# Raccoons Invade Mobile Home



## oh'mike (Sep 18, 2009)

Live traps work well----use marshmallows--peanut butter and pancake syrup---


----------



## user1007 (Sep 23, 2009)

Traps will get them. Be sure and handle the cages with the critters carefully and have heavy gloves handy or you could be in for some nasty stitch work. I hired a trapper to deal with them---super animal lover. Unfortunately, if you live in Illinois the raccoons have to be disposed of once trapped by a licensed pro. I don't know if he actually did or not. They do carry things in their feces that can make people very sick. Of course they can rip a bold and courageous pet to near shreds in about 15 seconds. 

As for bait? Raccoons will eat just about anything but I would stay away from sticky sweets as they might attract ants, yellow jackets and other things. Peanut butter is a good choice. Mix in some inexpensive seeds and such. 

Your animal control folks might be willing to come and deal with those you trap but call before you start. Be humane and cover the traps of it is sunny and hot out. Your local humane society or PETA chapter may have traps available for rent. They are not overly expensive but you have to store them somewhere. 
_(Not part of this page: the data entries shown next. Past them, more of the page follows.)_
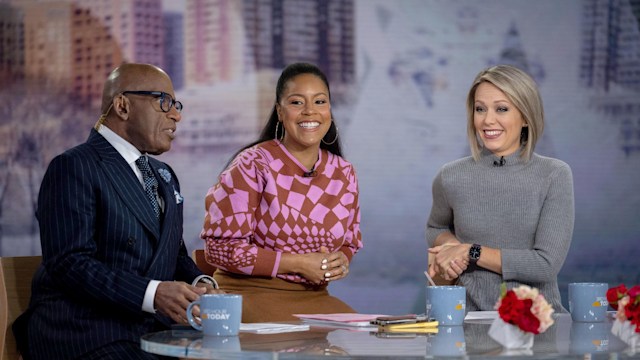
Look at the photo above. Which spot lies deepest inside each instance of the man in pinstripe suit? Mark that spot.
(114, 262)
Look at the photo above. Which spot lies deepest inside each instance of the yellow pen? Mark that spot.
(413, 327)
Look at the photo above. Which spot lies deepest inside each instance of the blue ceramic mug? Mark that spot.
(220, 314)
(589, 338)
(588, 301)
(446, 304)
(449, 341)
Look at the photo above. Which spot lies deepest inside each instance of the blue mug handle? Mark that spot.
(191, 318)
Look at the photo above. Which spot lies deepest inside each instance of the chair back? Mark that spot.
(16, 274)
(201, 262)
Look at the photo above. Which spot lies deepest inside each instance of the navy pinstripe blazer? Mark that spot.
(101, 244)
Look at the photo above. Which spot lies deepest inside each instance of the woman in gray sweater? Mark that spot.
(504, 214)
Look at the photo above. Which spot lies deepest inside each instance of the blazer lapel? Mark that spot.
(166, 192)
(125, 182)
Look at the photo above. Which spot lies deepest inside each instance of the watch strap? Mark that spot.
(205, 279)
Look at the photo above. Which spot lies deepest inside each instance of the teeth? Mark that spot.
(309, 124)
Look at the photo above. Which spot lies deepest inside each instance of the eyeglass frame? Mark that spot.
(159, 94)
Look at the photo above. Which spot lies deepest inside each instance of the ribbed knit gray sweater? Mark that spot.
(525, 209)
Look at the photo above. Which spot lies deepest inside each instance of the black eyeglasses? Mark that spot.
(166, 101)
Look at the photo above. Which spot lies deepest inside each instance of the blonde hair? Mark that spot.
(521, 90)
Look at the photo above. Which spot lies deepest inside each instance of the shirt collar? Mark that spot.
(122, 146)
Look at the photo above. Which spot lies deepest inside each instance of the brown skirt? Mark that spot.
(274, 299)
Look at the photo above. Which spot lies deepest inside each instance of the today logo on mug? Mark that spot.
(446, 304)
(220, 314)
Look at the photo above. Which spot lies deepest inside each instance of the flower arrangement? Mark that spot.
(626, 303)
(627, 323)
(525, 308)
(523, 312)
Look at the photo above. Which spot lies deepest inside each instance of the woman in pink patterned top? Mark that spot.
(284, 219)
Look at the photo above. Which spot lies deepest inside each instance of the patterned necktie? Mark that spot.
(150, 183)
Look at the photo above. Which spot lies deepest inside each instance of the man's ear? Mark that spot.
(122, 106)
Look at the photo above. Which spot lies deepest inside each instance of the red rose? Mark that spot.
(518, 312)
(511, 307)
(615, 294)
(634, 293)
(527, 321)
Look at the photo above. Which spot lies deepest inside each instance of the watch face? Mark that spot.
(474, 252)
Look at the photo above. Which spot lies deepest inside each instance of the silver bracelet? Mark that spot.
(207, 280)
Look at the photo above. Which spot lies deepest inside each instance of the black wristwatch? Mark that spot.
(474, 253)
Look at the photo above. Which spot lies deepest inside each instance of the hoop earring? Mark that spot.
(276, 134)
(334, 139)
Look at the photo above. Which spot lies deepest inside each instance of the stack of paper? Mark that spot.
(357, 321)
(272, 328)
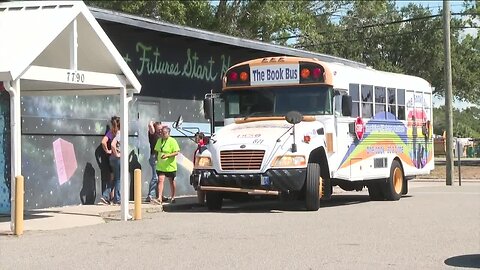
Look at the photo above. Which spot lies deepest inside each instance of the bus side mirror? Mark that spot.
(208, 108)
(346, 105)
(178, 124)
Obvioiusly, once you have the problem abated, you want to try and block them or their cousins from getting back under the mobile home.


----------



## DangerMouse (Jul 17, 2008)

Crab or lobster shells will draw them from miles around..... I hear bacon works well too?

DM


----------



## DexterII (Jul 14, 2010)

The majority of our nuisance ones have sadly passed away from lead poisoning, but for the ones whose schedule I can't seem to nail down, I have had decent success with just peanut butter, and when that hasn't worked in a day or so, sardines. Of course I get my share of the can first!


----------



## STL B. (Oct 29, 2010)

> The majority of our nuisance ones have sadly passed away from lead poisoning


Ha...ha...ha thats pretty funny. I could'nt agree more though, they are very dangerous animals. I have a neighbor who feeds them every summer, I've asked her not to and warned her of the danger to her pets (cats,dogs) but she believes that these inner-city raccoons are much safer than ones in the country.........so lots of them get lead poisoning around here also.


----------



## DexterII (Jul 14, 2010)

One year, probably 10-15 back, we had an extreme overabundance of raccoons, so I started thinning the herd early. (I love wildlife by the way, so these are what I refer to as nuisance ones.) Well anyway, the neighbors showed up one day, asking if they could borrow a particular tool, and, as those things generally go, it wasn't long before they came back, wanting to borrow me as well. So, there I was, helping them save an adolescent '**** that had stuck his head through the 2" bung in the side of their burning barrel and, obviously, couldn't get it back out. We tried any number of things, including liquid soap, Vaseline, etc., and, after about an hour and a half or so, cut the little guy free. So, that's my confession for the day; I'm not THAT mean of a guy. Was pretty funny at the time though.


----------